It may not be long for this world
Each product we feature has been independently selected and reviewed by our editorial team. If you make a purchase using the links included, we may earn commission.
Advertisement
anthropologie monogrammed mug
Credit: illustration by lauren kolm

Anthropologie sells a lot of mugs. There are llama mugs and bird mugs and abstract gold shape mugs. Some, like the Yesteryear Mug, seem likely to transport you to a children’s store that may or may not be run by Meg Ryan. Others, like the PerasimaMug, sound like a disease whose only symptom makes you really excited about hanging things on a clothes line. However, there is one Anthropologie mug that stands out as the star: the Monogram Mug.It has a 4.5 star rating on the store’s website and has been reviewed 286 times. It’s white, with a single black initial in open block print containing delicate lines or curlicues. And it is currently discounted from $8.00 to $6.40. Chances are, you own this mug, or know someone who does, or have purchased this mug as a gift. You are closer to this mug in degrees than every actor is to Kevin Bacon. In the words of one particularly astute tweet, “If you're in your 20's or 30's and don't have a monogram mug from @Anthropologie, do you even exist?”

“It’s everywhere. It is literally everywhere,” says Christopher Clark Moore, a blogger, brand strategist, and actor. Anthropologie is known for selling a lifestyle rather than things, and its seasonal catalogs have been panned for taking this a little too far. (“If you sleep in the ornate, bird-oriented $2498 Odelina bed—‘inspired by Celtic mythology and verse’—you are probably not sharing it with a man.”) The mug is an inexpensive bid for a slice of that lifestyle. As Moore admits, “I bought it because it felt like such an adult thing to have… [I imagined] I would go to Whole Foods every week and I would read a book and have a cup of coffee as I woke up,” he says. “I don’t do any of that.”
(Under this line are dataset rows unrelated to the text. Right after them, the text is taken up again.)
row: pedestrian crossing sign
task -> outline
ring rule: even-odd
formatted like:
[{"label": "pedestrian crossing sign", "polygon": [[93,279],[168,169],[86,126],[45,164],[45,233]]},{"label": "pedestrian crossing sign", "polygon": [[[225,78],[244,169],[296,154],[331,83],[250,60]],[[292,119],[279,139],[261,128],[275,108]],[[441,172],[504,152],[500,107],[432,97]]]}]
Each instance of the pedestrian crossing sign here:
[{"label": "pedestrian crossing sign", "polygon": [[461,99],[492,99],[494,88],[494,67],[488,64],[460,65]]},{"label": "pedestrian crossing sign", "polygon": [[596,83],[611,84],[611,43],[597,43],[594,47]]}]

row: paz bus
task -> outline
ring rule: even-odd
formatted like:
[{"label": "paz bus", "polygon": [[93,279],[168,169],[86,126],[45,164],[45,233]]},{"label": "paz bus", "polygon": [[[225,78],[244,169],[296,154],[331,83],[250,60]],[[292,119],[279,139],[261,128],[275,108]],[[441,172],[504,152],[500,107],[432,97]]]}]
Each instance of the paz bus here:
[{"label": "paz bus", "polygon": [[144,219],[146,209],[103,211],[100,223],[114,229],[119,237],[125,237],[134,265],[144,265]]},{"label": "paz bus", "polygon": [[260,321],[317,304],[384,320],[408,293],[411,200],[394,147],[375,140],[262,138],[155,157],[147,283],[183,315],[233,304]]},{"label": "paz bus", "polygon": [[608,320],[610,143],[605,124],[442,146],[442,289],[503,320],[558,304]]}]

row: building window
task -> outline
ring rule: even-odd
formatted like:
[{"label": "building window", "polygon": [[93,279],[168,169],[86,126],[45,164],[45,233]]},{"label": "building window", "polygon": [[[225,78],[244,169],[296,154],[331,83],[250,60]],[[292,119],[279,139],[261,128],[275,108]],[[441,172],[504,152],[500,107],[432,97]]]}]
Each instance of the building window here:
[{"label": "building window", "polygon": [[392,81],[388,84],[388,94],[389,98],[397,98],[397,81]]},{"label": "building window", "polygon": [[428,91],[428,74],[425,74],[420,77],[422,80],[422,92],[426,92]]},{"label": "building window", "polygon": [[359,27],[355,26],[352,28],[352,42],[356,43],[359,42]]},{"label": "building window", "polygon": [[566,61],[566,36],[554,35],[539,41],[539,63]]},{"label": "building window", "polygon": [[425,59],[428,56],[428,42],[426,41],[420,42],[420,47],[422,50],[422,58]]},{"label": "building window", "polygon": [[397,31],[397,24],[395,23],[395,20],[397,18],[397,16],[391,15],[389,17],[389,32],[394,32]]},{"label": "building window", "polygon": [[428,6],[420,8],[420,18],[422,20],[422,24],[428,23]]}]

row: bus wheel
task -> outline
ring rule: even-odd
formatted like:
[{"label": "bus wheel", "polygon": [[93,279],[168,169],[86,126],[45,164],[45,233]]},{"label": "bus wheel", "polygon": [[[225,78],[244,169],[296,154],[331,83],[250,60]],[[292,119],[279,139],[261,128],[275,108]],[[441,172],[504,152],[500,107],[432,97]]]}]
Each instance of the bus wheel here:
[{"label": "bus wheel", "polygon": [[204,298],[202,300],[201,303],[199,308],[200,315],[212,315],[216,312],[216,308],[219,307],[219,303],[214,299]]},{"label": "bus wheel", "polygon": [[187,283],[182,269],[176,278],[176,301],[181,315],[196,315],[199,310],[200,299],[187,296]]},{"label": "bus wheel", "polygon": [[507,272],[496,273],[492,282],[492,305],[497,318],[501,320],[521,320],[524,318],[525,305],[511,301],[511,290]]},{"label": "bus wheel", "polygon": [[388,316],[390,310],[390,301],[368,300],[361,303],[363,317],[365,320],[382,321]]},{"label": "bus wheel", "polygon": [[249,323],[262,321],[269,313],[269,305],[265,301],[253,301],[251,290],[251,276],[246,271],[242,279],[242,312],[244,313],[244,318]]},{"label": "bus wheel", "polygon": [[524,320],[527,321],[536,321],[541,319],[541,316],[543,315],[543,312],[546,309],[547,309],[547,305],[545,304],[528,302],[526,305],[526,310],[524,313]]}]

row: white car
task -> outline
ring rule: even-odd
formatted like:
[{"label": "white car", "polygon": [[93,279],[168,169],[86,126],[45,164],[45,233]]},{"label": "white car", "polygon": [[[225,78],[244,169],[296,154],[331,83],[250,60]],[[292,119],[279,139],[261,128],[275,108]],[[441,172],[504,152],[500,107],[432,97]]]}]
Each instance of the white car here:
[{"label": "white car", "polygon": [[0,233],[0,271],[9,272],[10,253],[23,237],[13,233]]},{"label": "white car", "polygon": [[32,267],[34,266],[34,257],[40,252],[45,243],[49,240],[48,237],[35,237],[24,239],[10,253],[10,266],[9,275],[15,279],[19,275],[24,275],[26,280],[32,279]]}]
Anthropologie was founded in 1992 and is part of the URBN parent company, which also owns Urban Outfitters and Free People. In a lengthy 2002 Fast Company profile of the brand, then-CEO Glen Senk describes the Anthro customer like this: “She’s well-read and well-traveled. She is very aware—she gets our references, whether it’s to a town in Europe or to a book or a movie. She’s urban minded. She’s into cooking, gardening, and wine. She has a natural curiosity about the world. She’s relatively fit.” According to my friend Jordan Martindell, who worked for Anthro for nearly a decade, the Monogram Mug is popular in part because it’s accessible to people outside this demographic. “You have your college students, you have your teenage kids, you have men, you have older customers. And a letter mug is going to be something that is going to speak to everyone because it works for everyone,” says Martindell, who estimates she’s given between 20 and 35 of these mugs as gifts over the years.

Martindell says the mug was internally referred to as the Mr. Mug, which leads me to a surprising revelation: Was the Monogram originally a mug for men? Customer reviews and other circumstantial evidence say yes. Aside from the woman whose poor husband got his thumb stuck in the handle (per a June 2017 review), men seem to love the mug whose heft puts it somewhere in the same family as a shaving mug or beer stein. The Homegrown Monogram Mug (316 reviews) sprung up as a more feminine equivalent. “I gave family friends two mugs when they got married. And the guy loves his mug. It’s like his favorite mug. He drinks his coffee in it every single day, he loves it so much,” Martindell says. Moore bought his roommate the mug as a gift, but this gesture was dampened when he opened his cabinet door to reveal he already had one. According to conventional gender paradigms, “It’s one of the few things at Anthropologie to buy for a man,” Martindell says.

There’s something ironic about a personalized mug that’s so ubiquitous it’s no longer unique. “Distinguish your mug from everyone else's, or just whet your appetite for alphabet soup,” reads the product description. Around the holidays, when the brand sometimes rolls out a limited-edition gold version of the mug, Martindell estimates her store sold hundreds of those mugs a week. “It was like you couldn’t even keep the shelves stocked.” Popular letters were the first to fly off their highly-curated displays. “Gutted they never have my initial mug in anthropologie,” tweets one Rebecca.

This seems a good time to admit that I don’t own the mug, and I might never own one. Although the Monogram Mug is still available online, it’s being phased out in stores. When I looked for the mug at the Anthropologie in New York’s Rockefeller Square, a very nice store associate asked if I was buying it for a man. They didn’t have one in stock. Two other monogrammed designs have appeared on shelves, neither one entirely unisex. As my friend Tori Guen, who spent a summer interning at Anthropologie stores, points out: The company doesn’t have a brand calling card. There’s no Tory Burch medallion or Saint James stripe. “There isn’t an Anthropologie T-shirt, but people know what this mug looks like. It’s been able to stand the test of time more than culottes,” Guen says. Although, at a limited time offer of $6.40, our old friend may not be long for this lavender-scented world.